# Young love... (don't read if easily offended!)



## Hannibal (Dec 1, 2003)

One night a guy takes his girlfriend home. As they are about to kiss
each other goodnight at the front door, the guy starts feeling a little
horny.

With an air of confidence, he leans with his hand against the wall
and, smiling, he says to her: "Honey, would you give me a blow job??"

Horrified, she replies "Are you mad? My parents will see us!"

"Oh come on! Who's gonna see us at this hour??"

"No, please. Can you imagine if we get caught?"

"Oh come on! There's nobody around, they're all sleeping!"

"No way. It's just too risky!"

"Oh please, please, I love you so much?!"
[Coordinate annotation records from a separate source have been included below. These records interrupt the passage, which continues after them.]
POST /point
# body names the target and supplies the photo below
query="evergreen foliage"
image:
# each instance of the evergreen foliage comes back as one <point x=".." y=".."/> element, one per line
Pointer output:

"No, no, and no. I love you too, but I just can't!"

"Oh yes you can. Please?"

"No, no. I just can't"

"I'm begging you ... "

Out of the blue, the light on the stairs goes on, and the girl's
sister shows up in her pajamas, hair disheveled, and in a sleepy voice she
says "Dad says to go ahead and give him a blow job, or I can do it. Or if
need be, Mom says she can come down herself and do it. But for f*cks sake
tell him to take his hand off the intercom."


----------



## smuTTy (May 3, 2004)

Get all three of 'em on it!! :lol: :lol: :lol: :lol:


----------



## JamKart (Mar 7, 2003)

Beat ya to it :lol:


----------



## SPECSMAN (Oct 11, 2016)

Good one....new to me! :lol:


----------



## j8keith (Jun 26, 2009)

:lol: :lol:


----------



## MarksBlackTT (Nov 29, 2016)

:lol: :lol: :lol:


----------